This is the mail archive of the gdb-patches@sources.redhat.com mailing list for the GDB project.


Index Nav: [Date Index] [Subject Index] [Author Index] [Thread Index]
Message Nav: [Date Prev] [Date Next] [Thread Prev] [Thread Next]
Other format: [Raw text]

Re: [RFC]: fix for recycled thread ids


Daniel Jacobowitz wrote:
On Thu, Mar 18, 2004 at 07:36:25PM -0500, Jeff Johnston wrote:

The following patch fixes a problem when a user application creates a thread shortly after another thread has completed. For nptl, thread ids are addresses. If a thread completes/dies, the tid is available for reuse by a new thread.


Does NPTL re-use the TID quickly, or cycle around the way LT did so
that we only see this under high thread pressure?


I can't say for sure as I don't maintain libthread_db. The test case in question does create high thread pressure, but I think it would be a mistake to generalize and think that this couldn't happen in an existing application.



On RH9 and RHEL3, nptl threads do not have exit events associated with them. I have already discussed this with Daniel J. who feels that the kernels are not doing the right thing, but regardless, the current and previous RH nptl kernels are behaving this way and gdb needs to handle it. As such, when a new thread is created, if it is reusing the tid of a previous thread that gdb hasn't figured out isn't around any more, gdb ignores the create event and the new thread is not added. Ignoring the event is done because it is possible for gdb to find out about the thread before it's creation event is reported and so the create event can be redundant information.


What I haven't seen a good explanation of is what problem this causes. If a thread goes away, and then a new thread using the same ID is
created, and then we stop, what do we lose besides the cosmetic fact
that there is no [New Thread] message? Does anything go wrong?

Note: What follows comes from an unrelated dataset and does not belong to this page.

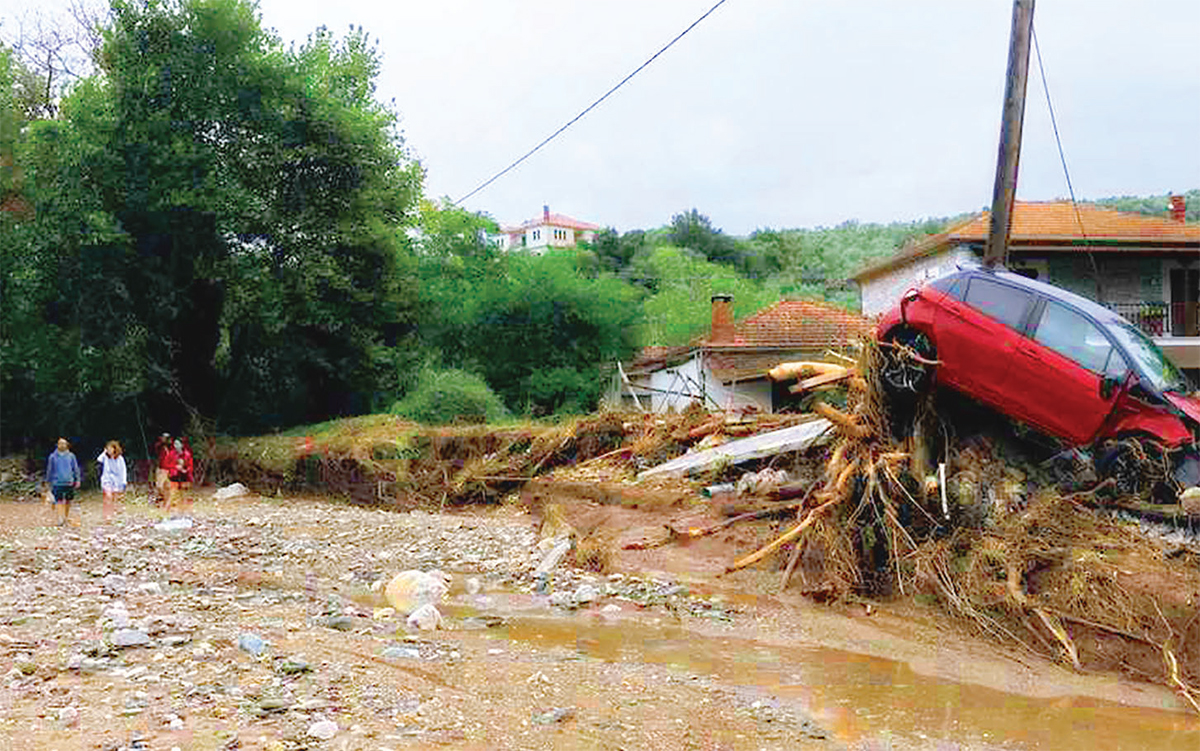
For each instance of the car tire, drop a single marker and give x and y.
(904, 377)
(1187, 472)
(1135, 467)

Also, I would like the issue of whether or not it is a kernel bug
resolved before we discuss working around it in GDB.


The problem is if a global signal is passed on to the inferior program when there are threads we have not attached to, the process terminates. A Ctrl-C is such a signal. In the example program, we only attach to the first 100 threads and when the Ctrl-C is issued, we get:


ptrace: No such process.
thread_db_get_info: cannot get thread info: generic error

The end-user is cooked.

Regarding resolving this issue as a kernel error, any fix for RHEL3 won't get shipped until Update 3. I know of no scheduled update for RH9 and this would not qualify as a security update.

If I read your subsequent comments right, you wouldn't have a problem with me just making the lwp compare directly in the thread-db.c code. This would mean the change would be all of 6 lines of code. Does it make a lot of sense to withhold this change in light of the time-frame a kernel fix could be issued and the simplicity of the change itself?

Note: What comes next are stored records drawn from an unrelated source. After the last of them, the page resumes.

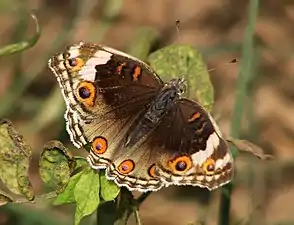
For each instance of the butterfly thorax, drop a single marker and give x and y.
(151, 118)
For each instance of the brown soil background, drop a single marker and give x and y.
(265, 190)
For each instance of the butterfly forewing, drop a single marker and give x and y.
(99, 85)
(139, 128)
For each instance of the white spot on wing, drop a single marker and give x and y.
(211, 144)
(88, 72)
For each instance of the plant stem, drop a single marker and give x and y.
(241, 93)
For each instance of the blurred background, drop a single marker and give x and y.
(30, 98)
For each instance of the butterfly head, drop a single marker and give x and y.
(180, 85)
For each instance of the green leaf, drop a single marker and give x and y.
(108, 189)
(184, 61)
(15, 157)
(67, 195)
(80, 162)
(21, 46)
(56, 165)
(4, 198)
(86, 194)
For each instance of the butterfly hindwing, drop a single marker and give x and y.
(139, 128)
(193, 151)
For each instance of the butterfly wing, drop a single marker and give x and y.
(186, 148)
(193, 151)
(104, 90)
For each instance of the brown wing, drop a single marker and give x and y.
(190, 148)
(101, 86)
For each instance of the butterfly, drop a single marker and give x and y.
(142, 131)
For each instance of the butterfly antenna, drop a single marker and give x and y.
(226, 64)
(178, 23)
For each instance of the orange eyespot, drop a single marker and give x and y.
(126, 167)
(151, 170)
(86, 93)
(137, 73)
(194, 117)
(209, 166)
(99, 145)
(76, 64)
(180, 164)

The following fix removes the problem by also checking if the original lwp given to the old thread in the list matches the lwp for the new thread. IIRC, there is at least one platform that allows threads to change their lwps dynamically. I do not believe that platform uses the thread-db layer, but to be safe, I did not use a direct compare between the original lwp and the new lwp. Instead, I added a target vector routine that by default never returns an unequal comparison. For linux, the comparison routine points to a new routine in lin-lwp.c which does the expected comparison. The comparison is based on C compare routines whereby 0 means equal and non-zero means unequal.


At least one such "platform" was NGPT, which runs on Linux (and worked
OK with thread-db.c, too).  It's obsolete nowadays.


Now, if a thread id for a new thread is found to already be on the list, the target comparison is made between the original lwp stored for the old thread and the lwp for the new thread. If the comparison is unequal, the old thread is deleted and then the new thread is added. Otherwise, the new thread event is ignored as before.


If we aren't going to support migration, then why not just store the
LWP ID in the thread PTID structure?  That's why it has three fields,
I'd guess.

I don't think that the target hook makes much sense, since thread-db.c
is basically Linux-specific at this point and since the contents being
passed to the hook are thread-db-specific.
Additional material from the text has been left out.